I am blessed with a bevy of strengths, yet paradoxically, I have found that I grow stronger by allowing myself to be vulnerable; acknowledging-and if necessary, working on-my weaknesses. While I'm not in as good of shape as I was before my feet were besieged by nerve pain, I do take good care of my body and my mind, and still look roughly the same as the guy in these pictures, save for a little spare tire I'm working on. Although I am typically quite responsible, my soul is that of a wanderlust; a silly, childlike daydreamer who can take solace in my own little world, yet ultimately stay rooted in this one. I am content to live a rather modest lifestyle in a seductively upscaled consumer society. I have my pop culture fixations, but tend to shun narrow pursuits. Five minutes with the Kardashians makes me violently ill. I rejoice in the presence of people who are comfortable being open with their feelings, who can give and receive freely, and ultimately, who are capable of accepting and loving unconditionally. I like to meditate, write, ride my bike (when my feet will let me), snuggle with my two cats (former rescue kittens who need lots of lovin'), and connect with other chronic pain sufferers, whose courage and strength in the face of adversity inspires me and evokes wellsprings of compassion.
What makes my heart sing? A lush canopy of redwoods, a 40mph-plus downhill rush on my bike, a mind-bending novel, that moment of reckoning and reconciliation at the end of the movie (even a cheesy one) when the tears start to flow, playing my djembe, processing thoughts in my journal, crafting witty or wry social commentary, and when my feet will allow it, shakin' my booty. At best I'm a 'hopeful romantic' seeking that special someone to share life's ups and downs; conversing, caring, sharing, understanding, holding, caressing, giggling, and simply being; ideally, being together while honoring the other's need for solitude.

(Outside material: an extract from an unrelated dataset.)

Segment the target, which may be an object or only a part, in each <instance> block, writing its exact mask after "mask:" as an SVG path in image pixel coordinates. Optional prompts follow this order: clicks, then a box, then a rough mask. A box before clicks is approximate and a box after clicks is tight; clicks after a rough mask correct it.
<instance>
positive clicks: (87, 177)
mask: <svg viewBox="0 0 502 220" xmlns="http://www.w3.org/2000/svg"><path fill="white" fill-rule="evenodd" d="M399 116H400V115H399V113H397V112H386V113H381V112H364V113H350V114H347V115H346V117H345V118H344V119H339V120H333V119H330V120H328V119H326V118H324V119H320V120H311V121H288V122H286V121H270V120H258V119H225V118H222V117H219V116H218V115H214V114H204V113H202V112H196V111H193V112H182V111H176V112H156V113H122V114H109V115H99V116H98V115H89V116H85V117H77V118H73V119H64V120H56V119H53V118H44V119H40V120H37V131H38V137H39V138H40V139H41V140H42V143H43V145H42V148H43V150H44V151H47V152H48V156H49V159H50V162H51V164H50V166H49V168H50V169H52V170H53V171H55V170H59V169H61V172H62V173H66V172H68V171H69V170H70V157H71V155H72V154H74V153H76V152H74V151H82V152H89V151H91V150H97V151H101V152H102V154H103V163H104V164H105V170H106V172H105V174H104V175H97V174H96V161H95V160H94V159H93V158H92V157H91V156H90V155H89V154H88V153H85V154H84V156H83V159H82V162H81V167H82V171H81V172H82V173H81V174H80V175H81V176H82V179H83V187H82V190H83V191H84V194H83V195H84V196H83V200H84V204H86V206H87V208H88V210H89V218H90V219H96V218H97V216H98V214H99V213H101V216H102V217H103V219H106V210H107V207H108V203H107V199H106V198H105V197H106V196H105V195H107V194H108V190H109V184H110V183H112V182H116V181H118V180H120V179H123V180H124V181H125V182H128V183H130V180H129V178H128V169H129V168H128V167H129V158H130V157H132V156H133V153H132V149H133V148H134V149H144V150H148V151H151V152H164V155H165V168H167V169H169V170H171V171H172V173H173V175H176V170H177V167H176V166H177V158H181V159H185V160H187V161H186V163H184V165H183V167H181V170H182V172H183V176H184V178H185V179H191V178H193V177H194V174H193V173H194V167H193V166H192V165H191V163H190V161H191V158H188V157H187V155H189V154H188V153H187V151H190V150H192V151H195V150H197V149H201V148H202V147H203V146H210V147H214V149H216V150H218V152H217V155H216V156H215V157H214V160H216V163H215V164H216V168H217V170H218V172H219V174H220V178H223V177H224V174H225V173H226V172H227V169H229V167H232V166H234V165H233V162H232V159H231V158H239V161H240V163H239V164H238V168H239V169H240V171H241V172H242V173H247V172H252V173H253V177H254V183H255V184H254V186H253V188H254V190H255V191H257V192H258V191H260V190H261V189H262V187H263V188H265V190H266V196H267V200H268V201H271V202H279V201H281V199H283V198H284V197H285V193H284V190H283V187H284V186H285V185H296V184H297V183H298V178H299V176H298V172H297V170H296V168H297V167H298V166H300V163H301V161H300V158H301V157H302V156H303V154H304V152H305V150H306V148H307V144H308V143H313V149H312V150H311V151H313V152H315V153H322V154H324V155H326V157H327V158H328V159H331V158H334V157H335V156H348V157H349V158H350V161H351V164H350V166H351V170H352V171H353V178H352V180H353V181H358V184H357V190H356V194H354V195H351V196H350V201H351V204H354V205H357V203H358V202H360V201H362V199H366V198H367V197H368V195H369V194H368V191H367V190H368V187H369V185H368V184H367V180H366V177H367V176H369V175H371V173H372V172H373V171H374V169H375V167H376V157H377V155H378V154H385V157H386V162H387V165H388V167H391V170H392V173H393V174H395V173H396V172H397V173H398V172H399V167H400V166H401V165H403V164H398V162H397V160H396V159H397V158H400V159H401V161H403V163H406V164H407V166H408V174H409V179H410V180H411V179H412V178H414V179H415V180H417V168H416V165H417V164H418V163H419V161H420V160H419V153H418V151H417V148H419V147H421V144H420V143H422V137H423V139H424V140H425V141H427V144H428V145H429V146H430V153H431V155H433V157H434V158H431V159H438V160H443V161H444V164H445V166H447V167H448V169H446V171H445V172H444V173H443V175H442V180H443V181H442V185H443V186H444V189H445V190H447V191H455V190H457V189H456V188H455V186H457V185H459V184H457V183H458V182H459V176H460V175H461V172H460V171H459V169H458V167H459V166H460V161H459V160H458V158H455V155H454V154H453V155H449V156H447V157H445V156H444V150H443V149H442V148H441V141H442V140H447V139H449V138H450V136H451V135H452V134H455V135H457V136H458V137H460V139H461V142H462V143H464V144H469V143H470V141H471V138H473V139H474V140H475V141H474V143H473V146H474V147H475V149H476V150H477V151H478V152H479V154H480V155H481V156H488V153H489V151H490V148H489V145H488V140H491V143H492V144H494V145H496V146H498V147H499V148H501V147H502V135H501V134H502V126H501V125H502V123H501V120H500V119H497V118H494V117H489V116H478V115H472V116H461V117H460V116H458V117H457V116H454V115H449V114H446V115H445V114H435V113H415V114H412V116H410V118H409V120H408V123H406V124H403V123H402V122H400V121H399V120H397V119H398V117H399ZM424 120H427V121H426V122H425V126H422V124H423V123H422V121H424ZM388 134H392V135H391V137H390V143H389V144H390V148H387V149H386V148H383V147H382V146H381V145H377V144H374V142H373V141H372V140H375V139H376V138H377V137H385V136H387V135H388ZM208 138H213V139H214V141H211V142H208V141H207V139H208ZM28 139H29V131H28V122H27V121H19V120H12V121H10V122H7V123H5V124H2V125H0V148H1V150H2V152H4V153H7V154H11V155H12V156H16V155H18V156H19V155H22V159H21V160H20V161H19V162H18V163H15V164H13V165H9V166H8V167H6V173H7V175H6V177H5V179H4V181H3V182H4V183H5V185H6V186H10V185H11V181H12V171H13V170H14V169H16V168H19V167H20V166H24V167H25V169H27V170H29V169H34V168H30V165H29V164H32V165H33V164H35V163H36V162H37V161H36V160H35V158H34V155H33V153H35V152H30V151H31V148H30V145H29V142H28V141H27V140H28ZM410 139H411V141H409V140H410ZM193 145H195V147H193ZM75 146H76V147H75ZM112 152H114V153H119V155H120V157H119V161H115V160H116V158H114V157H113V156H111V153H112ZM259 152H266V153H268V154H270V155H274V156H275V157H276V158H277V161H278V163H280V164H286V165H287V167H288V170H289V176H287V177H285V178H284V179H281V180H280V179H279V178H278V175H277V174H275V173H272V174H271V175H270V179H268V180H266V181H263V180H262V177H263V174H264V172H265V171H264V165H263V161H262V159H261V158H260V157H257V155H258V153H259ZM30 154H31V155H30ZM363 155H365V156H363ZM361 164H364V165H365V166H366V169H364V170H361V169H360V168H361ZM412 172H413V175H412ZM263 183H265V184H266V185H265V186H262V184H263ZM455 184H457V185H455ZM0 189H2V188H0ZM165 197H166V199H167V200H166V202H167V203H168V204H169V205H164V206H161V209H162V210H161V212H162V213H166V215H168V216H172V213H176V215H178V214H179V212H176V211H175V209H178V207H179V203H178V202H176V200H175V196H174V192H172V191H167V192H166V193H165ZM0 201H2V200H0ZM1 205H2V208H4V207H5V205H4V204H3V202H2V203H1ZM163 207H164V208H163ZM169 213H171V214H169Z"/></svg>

But what really makes my heart swoon and my knees wobble is to experience the sheer ecstasy of a wild love affair in full bloom; basking awestruck in the magical glow that surrounds two lovers embracing on the seashore of the 'Isle of You', with wave after stupefying wave of passion crashing down upon them (cue the wistful 40s movie music lol...). Yes, love is blind as they say, and although I'm much wiser from experience, when the chemistry is right and that special spark happens, it is quite liberating to stop analyzing, stop judging, and just be plain friggin' giddy about being in love. As the prophet Paul of Liverpool once said: "And what's wrong with thaaaaat. I need to knooooow. 'Cause here I goooooo. Agaaaaaaain!"